Ida Varošanec
(PhD student, University of Groningen) and Nynke Vellinga
(post-doc researcher, University of Groningen)
Photo credit: Cryteria, via Wikimedia
commons
1. Objectives of the
proposal
On 28 September 2022, the
European Commission published a proposal for an AI
Liability Directive and an accompanying update of a complementary Product
Liability Directive. In the preceding Report
on Artificial Intelligence Liability, the Commission acknowledged the
immense potential of artificial intelligence (AI). However, it has also
identified the risks associated with it. For instance, connectivity of an
AI-encompassing product can compromise its safety for users as it may be susceptible
to cyber-attacks. Moreover, the outcomes of AI cannot always be predicted. To
this end, ex ante risk assessments can be insufficient to address the possible
wrongs. The opacity inherent in advanced AI-based products and systems makes it
difficult to ascertain the responsibility of AI systems’ behaviours and
choices. It is pivotal that humans can be able to understand how algorithmic
decisions were reached in order to make a liability claim. Particularly, the
opacity of AI systems can hinder victims in proving fault and causality in such
cases. Consequently, the AI Liability Directive aims to ensure the provision of
protection for victims of AI commensurate with those where damage has been
caused by other products. It aims to increase trust in new technologies as well
as to contribute to the ‘rollout of AI’ and improve its development in the
internal market by preventing fragmentation and increasing legal certainty
through harmonisation. Once adopted, these proposals will complement other AI
regulation (e.g. the proposed AI Act) and establish liability rules for
software and AI systems in the EU.
2. The proposed AI Liability Directive: scope
Other than what the name might
suggest, the proposed AI Liability Directive does not provide any new ground of
civil liability. That remains a matter of the national legislature, except when
it comes to liability for defective products under the regime of the Product
Liability Directive. Instead, the proposed AI Liability Directive provides
for burden of proof rules on disclosure of evidence and rebuttable presumptions
on a causal link. The rules cannot be invoked in every tort law case: only
cases on fault liability fall within the scope of the AI Liability Directive.
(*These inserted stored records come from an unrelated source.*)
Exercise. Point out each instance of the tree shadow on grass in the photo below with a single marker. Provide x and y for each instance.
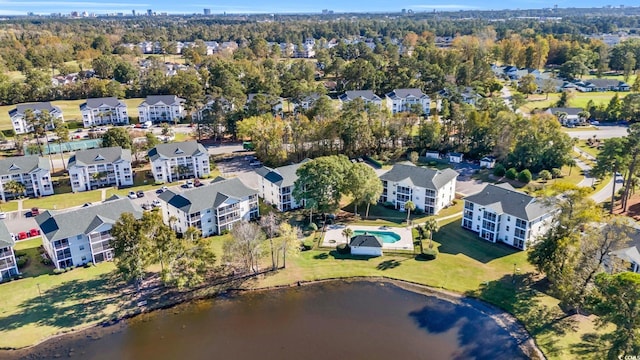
(455, 240)
(517, 295)
(67, 305)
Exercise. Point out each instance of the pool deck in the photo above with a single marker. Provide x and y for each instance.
(334, 232)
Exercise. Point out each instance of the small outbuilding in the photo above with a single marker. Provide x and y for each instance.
(455, 158)
(368, 245)
(488, 162)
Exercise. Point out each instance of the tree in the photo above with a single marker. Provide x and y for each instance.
(618, 302)
(244, 247)
(270, 226)
(409, 206)
(117, 136)
(15, 188)
(321, 182)
(347, 233)
(431, 226)
(364, 185)
(545, 175)
(130, 249)
(289, 241)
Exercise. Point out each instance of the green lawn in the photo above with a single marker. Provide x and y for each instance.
(34, 266)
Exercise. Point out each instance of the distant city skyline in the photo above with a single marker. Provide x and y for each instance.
(46, 7)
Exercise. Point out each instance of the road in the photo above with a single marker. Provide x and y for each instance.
(602, 132)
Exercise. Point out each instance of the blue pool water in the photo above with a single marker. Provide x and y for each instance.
(387, 237)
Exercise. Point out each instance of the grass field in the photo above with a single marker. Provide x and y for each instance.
(70, 110)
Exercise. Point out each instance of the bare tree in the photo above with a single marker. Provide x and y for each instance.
(244, 249)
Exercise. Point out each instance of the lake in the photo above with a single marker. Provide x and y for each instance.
(330, 320)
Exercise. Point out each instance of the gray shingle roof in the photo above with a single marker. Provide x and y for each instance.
(354, 94)
(405, 93)
(420, 176)
(100, 156)
(20, 108)
(23, 164)
(63, 224)
(504, 199)
(365, 240)
(165, 99)
(208, 196)
(5, 236)
(172, 150)
(282, 176)
(95, 103)
(568, 111)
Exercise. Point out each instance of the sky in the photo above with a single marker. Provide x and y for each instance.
(21, 7)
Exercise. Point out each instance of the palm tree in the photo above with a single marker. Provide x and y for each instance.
(14, 188)
(347, 233)
(409, 206)
(432, 226)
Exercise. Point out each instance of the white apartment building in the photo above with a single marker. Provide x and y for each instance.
(174, 161)
(404, 100)
(96, 168)
(211, 208)
(104, 111)
(500, 213)
(80, 236)
(8, 264)
(276, 186)
(159, 108)
(430, 190)
(366, 95)
(17, 115)
(32, 171)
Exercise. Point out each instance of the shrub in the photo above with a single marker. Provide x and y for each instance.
(511, 174)
(544, 175)
(343, 249)
(429, 254)
(525, 176)
(499, 170)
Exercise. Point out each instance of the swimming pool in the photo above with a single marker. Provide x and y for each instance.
(387, 237)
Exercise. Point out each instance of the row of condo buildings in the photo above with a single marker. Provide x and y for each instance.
(170, 108)
(103, 111)
(96, 168)
(498, 213)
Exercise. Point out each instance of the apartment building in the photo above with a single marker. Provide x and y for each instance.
(159, 108)
(81, 236)
(211, 208)
(499, 213)
(276, 185)
(32, 171)
(174, 161)
(96, 168)
(17, 115)
(429, 189)
(104, 111)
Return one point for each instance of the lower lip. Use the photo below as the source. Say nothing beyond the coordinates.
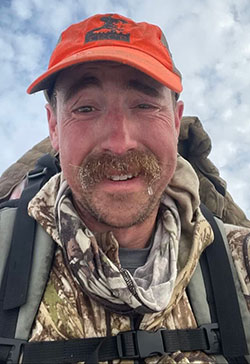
(130, 185)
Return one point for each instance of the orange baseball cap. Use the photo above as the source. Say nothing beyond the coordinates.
(112, 37)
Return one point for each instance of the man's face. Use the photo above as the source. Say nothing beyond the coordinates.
(116, 130)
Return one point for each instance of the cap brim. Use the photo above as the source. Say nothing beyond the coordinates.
(133, 57)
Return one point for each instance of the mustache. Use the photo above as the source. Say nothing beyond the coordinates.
(101, 166)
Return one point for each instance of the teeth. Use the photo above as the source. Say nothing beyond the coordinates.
(121, 178)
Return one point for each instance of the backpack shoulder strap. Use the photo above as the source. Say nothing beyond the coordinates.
(222, 294)
(25, 258)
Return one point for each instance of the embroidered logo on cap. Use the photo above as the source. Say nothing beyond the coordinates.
(112, 29)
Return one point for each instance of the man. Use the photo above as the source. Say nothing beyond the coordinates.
(124, 212)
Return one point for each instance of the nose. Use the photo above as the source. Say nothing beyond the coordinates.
(118, 133)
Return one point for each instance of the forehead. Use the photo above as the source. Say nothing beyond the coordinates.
(103, 70)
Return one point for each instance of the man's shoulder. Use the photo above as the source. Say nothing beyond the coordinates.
(239, 244)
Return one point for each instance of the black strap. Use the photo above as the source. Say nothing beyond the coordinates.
(224, 300)
(127, 345)
(14, 286)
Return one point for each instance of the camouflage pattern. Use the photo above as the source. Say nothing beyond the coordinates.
(194, 145)
(66, 311)
(239, 243)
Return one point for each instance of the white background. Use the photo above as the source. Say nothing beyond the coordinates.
(210, 42)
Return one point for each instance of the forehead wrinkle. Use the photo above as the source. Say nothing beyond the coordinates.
(81, 84)
(144, 88)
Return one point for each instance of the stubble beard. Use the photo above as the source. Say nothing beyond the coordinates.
(119, 210)
(123, 209)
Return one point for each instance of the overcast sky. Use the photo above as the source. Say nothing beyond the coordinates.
(210, 42)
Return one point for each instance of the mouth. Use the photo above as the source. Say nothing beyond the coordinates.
(122, 177)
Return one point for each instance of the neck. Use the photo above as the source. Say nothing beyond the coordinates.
(133, 237)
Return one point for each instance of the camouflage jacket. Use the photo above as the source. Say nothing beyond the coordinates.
(66, 312)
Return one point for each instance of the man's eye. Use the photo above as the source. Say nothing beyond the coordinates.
(145, 106)
(86, 109)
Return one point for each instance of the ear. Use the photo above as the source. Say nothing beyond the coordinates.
(53, 127)
(178, 116)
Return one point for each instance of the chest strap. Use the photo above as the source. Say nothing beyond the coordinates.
(136, 344)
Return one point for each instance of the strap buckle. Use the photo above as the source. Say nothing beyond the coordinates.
(212, 336)
(15, 349)
(37, 172)
(139, 344)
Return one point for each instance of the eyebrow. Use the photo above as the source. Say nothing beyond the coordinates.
(81, 84)
(144, 88)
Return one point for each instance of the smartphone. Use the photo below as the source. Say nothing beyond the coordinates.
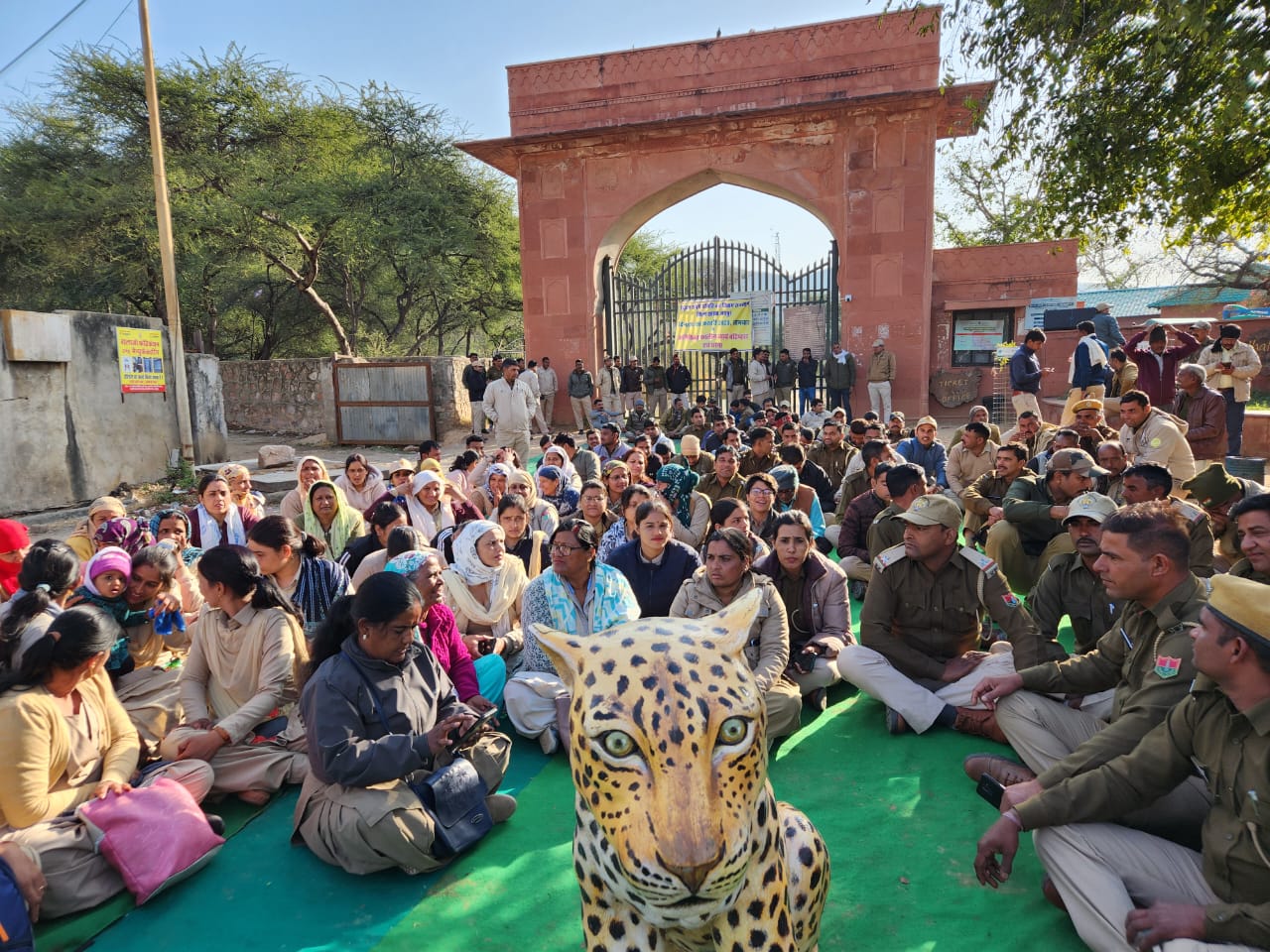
(991, 789)
(458, 739)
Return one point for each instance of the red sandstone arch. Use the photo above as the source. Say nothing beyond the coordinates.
(839, 118)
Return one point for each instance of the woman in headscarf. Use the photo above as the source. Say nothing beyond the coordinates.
(14, 544)
(329, 517)
(527, 544)
(309, 470)
(543, 516)
(123, 532)
(361, 483)
(240, 489)
(556, 456)
(427, 508)
(484, 588)
(677, 485)
(102, 509)
(616, 477)
(485, 498)
(579, 595)
(556, 490)
(216, 521)
(477, 679)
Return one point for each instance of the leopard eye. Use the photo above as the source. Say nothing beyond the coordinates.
(619, 743)
(733, 730)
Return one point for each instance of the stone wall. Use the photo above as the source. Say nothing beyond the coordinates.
(280, 397)
(70, 433)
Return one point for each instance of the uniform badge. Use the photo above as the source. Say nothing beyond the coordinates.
(1167, 666)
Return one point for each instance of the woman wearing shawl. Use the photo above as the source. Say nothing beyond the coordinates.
(123, 532)
(579, 595)
(484, 587)
(677, 485)
(485, 498)
(309, 470)
(14, 544)
(361, 483)
(426, 507)
(557, 457)
(240, 489)
(102, 509)
(216, 521)
(543, 516)
(556, 490)
(329, 517)
(477, 679)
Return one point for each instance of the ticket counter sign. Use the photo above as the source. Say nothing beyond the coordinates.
(141, 368)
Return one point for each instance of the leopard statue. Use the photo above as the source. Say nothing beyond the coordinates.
(680, 843)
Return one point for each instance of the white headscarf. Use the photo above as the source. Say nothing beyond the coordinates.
(420, 517)
(467, 561)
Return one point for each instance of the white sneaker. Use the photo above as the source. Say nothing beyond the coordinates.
(549, 740)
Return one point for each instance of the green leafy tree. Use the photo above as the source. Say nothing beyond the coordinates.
(1130, 112)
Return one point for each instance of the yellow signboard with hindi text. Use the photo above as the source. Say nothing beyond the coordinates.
(141, 368)
(712, 324)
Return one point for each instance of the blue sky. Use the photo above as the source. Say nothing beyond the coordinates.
(451, 54)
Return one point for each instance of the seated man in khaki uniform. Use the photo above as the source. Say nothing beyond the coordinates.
(1032, 531)
(1138, 670)
(920, 626)
(1125, 889)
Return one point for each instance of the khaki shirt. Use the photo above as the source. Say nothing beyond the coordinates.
(1067, 587)
(1146, 657)
(881, 367)
(921, 620)
(1232, 751)
(714, 490)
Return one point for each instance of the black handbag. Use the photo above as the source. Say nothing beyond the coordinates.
(453, 796)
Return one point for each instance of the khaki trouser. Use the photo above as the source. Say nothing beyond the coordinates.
(1078, 394)
(1043, 731)
(367, 829)
(1020, 569)
(1103, 873)
(920, 702)
(580, 412)
(241, 767)
(77, 876)
(1025, 402)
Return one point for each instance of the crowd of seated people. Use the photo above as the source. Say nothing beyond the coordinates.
(339, 643)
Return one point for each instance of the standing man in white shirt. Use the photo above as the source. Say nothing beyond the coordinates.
(530, 379)
(511, 407)
(548, 388)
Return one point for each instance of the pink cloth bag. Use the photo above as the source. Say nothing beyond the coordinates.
(154, 835)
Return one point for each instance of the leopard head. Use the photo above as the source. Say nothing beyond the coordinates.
(668, 753)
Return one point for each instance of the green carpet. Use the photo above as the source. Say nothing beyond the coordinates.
(898, 814)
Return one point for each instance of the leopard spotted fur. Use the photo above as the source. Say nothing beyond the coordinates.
(680, 842)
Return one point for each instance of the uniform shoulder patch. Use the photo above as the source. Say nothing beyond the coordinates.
(1191, 512)
(979, 560)
(888, 557)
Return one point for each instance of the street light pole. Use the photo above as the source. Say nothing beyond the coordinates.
(167, 258)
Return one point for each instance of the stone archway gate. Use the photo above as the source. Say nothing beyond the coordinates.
(839, 118)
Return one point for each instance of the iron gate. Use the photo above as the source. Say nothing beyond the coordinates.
(385, 403)
(640, 315)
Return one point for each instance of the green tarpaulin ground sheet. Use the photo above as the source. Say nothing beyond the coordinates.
(898, 814)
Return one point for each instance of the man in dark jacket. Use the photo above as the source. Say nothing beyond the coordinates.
(474, 382)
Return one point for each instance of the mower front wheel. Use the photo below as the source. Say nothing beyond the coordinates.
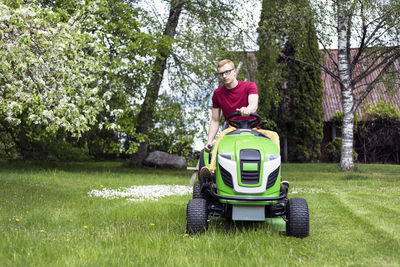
(297, 216)
(196, 216)
(197, 190)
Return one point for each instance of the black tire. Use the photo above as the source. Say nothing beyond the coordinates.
(196, 216)
(197, 190)
(297, 216)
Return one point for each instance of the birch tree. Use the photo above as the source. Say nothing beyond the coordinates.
(373, 28)
(192, 36)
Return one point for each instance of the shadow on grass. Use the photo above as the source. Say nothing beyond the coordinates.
(228, 226)
(85, 167)
(354, 176)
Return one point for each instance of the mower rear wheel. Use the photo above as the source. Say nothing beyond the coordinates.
(297, 216)
(196, 216)
(197, 190)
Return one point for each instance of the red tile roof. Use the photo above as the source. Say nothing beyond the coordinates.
(332, 94)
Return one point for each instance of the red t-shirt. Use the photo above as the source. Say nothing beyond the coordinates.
(230, 99)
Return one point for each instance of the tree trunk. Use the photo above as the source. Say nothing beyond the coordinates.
(344, 67)
(145, 115)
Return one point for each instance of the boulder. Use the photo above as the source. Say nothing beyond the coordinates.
(164, 160)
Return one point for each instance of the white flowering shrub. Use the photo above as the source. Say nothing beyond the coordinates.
(50, 72)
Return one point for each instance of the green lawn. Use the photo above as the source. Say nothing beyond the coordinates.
(44, 208)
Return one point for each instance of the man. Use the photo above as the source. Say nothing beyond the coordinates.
(231, 97)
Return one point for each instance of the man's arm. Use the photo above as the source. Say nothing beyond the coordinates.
(251, 108)
(213, 128)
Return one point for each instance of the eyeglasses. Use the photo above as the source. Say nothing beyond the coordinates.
(227, 72)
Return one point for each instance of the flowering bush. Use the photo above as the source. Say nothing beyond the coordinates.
(49, 72)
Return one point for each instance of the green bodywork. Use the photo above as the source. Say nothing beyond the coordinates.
(232, 144)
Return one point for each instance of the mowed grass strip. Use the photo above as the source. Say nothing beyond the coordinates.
(48, 218)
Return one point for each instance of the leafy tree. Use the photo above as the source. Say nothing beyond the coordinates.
(377, 136)
(170, 132)
(291, 87)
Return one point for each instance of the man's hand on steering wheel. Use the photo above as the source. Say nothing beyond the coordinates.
(244, 111)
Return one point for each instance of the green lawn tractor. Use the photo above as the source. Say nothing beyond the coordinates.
(246, 185)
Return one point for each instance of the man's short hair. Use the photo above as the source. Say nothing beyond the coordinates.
(224, 62)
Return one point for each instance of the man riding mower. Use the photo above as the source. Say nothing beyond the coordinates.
(244, 182)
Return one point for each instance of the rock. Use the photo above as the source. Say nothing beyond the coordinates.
(164, 160)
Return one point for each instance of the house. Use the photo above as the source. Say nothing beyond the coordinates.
(332, 93)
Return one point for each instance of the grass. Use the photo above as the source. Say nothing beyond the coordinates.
(354, 220)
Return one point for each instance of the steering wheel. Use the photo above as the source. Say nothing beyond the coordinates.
(246, 124)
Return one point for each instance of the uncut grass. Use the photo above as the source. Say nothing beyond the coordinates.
(353, 220)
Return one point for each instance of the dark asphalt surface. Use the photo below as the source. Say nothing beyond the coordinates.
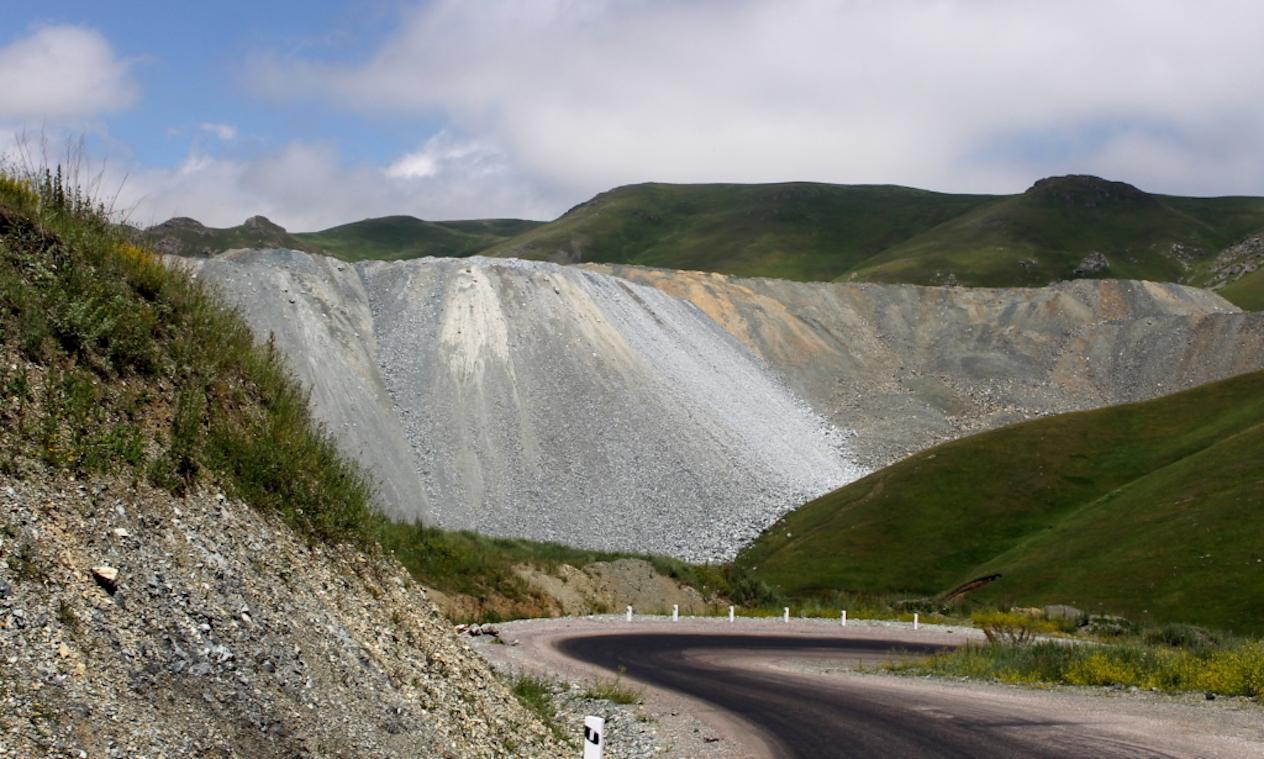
(813, 716)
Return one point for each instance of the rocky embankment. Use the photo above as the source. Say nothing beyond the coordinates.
(681, 413)
(134, 624)
(542, 401)
(906, 367)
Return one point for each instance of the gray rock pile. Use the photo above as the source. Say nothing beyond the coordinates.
(133, 624)
(681, 413)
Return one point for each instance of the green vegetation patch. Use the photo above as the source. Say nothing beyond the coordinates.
(795, 230)
(1150, 510)
(1236, 669)
(392, 238)
(116, 363)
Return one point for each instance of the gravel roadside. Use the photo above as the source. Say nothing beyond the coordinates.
(1185, 725)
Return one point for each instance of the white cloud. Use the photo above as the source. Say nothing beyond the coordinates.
(60, 74)
(307, 186)
(587, 95)
(224, 132)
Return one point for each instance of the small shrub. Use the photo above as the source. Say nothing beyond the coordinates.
(1183, 636)
(1005, 628)
(613, 690)
(1109, 626)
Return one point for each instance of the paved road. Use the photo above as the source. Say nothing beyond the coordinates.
(817, 717)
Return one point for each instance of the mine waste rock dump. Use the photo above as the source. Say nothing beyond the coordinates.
(681, 413)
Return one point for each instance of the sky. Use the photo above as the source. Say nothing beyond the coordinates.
(326, 111)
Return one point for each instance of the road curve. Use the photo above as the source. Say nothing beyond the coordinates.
(813, 716)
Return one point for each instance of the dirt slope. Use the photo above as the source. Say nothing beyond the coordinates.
(681, 413)
(906, 367)
(224, 634)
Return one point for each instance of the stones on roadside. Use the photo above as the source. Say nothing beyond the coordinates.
(106, 577)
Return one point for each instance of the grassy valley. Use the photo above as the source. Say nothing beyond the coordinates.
(795, 230)
(1059, 229)
(1149, 510)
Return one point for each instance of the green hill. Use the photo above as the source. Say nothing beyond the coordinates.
(1054, 229)
(796, 230)
(1058, 229)
(188, 237)
(1154, 510)
(387, 238)
(392, 238)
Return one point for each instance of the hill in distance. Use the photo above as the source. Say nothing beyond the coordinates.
(1149, 510)
(1061, 228)
(387, 238)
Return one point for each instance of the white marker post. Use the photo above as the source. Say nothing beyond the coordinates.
(594, 739)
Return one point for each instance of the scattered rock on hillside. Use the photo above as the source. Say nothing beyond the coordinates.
(1091, 265)
(1238, 261)
(1087, 191)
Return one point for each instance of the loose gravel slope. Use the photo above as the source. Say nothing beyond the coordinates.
(681, 413)
(542, 401)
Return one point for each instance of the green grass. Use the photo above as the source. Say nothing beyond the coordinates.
(802, 230)
(536, 695)
(613, 690)
(1246, 292)
(1233, 669)
(796, 230)
(186, 237)
(474, 564)
(115, 363)
(1043, 234)
(393, 238)
(1150, 510)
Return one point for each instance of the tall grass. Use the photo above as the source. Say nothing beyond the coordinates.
(1233, 669)
(123, 364)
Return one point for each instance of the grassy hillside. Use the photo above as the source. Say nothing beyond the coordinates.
(188, 237)
(1045, 233)
(113, 363)
(1154, 510)
(895, 234)
(392, 238)
(388, 238)
(1246, 292)
(110, 362)
(796, 230)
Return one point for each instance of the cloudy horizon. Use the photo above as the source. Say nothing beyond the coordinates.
(479, 109)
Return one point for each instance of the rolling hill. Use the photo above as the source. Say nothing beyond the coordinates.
(1149, 509)
(388, 238)
(1071, 227)
(1061, 228)
(392, 238)
(795, 230)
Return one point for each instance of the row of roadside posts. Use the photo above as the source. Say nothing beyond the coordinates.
(785, 615)
(594, 728)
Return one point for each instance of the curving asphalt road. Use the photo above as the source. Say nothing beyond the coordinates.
(822, 717)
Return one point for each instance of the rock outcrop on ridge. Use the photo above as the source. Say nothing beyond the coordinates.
(681, 413)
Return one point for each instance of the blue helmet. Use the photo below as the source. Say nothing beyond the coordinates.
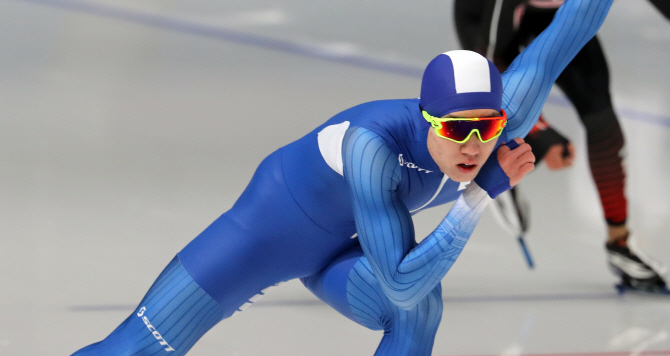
(460, 80)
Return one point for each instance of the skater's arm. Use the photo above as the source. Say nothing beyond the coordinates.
(406, 271)
(529, 78)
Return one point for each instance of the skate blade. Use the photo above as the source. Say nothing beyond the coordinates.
(650, 291)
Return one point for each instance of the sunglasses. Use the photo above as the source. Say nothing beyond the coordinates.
(459, 129)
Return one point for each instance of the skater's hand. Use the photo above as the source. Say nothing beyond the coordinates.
(517, 162)
(505, 167)
(560, 156)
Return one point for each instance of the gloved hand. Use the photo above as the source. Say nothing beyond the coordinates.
(505, 167)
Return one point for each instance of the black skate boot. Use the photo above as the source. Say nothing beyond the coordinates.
(636, 270)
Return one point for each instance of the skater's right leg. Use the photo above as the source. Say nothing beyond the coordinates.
(349, 286)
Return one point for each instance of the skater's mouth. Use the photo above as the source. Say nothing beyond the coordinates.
(466, 168)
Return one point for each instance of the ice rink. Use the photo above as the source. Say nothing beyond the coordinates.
(126, 127)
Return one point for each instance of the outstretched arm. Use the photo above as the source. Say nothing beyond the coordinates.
(405, 270)
(529, 78)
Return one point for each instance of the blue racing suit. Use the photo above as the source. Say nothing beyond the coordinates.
(334, 208)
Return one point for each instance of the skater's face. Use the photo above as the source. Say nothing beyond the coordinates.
(461, 161)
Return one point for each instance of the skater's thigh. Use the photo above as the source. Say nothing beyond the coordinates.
(349, 286)
(264, 239)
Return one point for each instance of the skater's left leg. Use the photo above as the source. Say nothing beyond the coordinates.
(586, 82)
(173, 315)
(349, 286)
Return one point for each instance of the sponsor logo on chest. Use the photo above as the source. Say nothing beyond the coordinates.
(404, 163)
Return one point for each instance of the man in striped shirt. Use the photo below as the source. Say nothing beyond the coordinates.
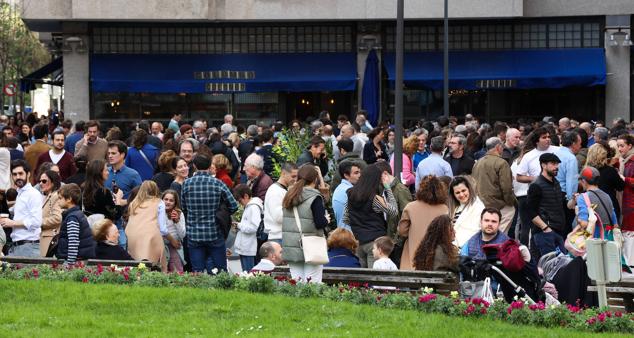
(201, 198)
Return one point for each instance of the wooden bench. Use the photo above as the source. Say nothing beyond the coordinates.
(620, 295)
(442, 282)
(89, 262)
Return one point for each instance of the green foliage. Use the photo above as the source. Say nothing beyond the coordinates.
(518, 312)
(290, 146)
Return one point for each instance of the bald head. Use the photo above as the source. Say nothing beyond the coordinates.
(512, 138)
(272, 251)
(347, 131)
(564, 124)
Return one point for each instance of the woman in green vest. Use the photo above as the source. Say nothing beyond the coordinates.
(313, 218)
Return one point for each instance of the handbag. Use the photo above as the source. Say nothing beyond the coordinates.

These are cases where liability for damage caused by (the use of) an AI system
are based on fault. Fault encompasses wrongful actions and omissions. Due to
the characteristics of AI systems, it can be difficult or prohibitively
expensive to prove fault. Consequently, those suffering damage caused by an AI
system might not get compensated for damage suffered, whereas those suffering
damage from a non-AI system would be able to get compensated as they do not
incur the same difficulties in proving fault. The proposed AI Liability
Directive would address this discrepancy by providing rules on:
‘(a) the
disclosure of evidence on high-risk artificial intelligence (AI) systems to
enable a claimant to substantiate a non-contractual fault-based civil law claim
for damages;
(b) the burden
of proof in the case of non-contractual fault-based civil law claims brought
before national courts for damages caused by an AI system.’ (art. 1 Proposal)
The proposed AI Liability
Directive does not apply to risk-based liability claims. However, the proposed
new Product Liability Directive does provide similar rules on disclosure of
evidence and the burden of proof (art. 8 and 9).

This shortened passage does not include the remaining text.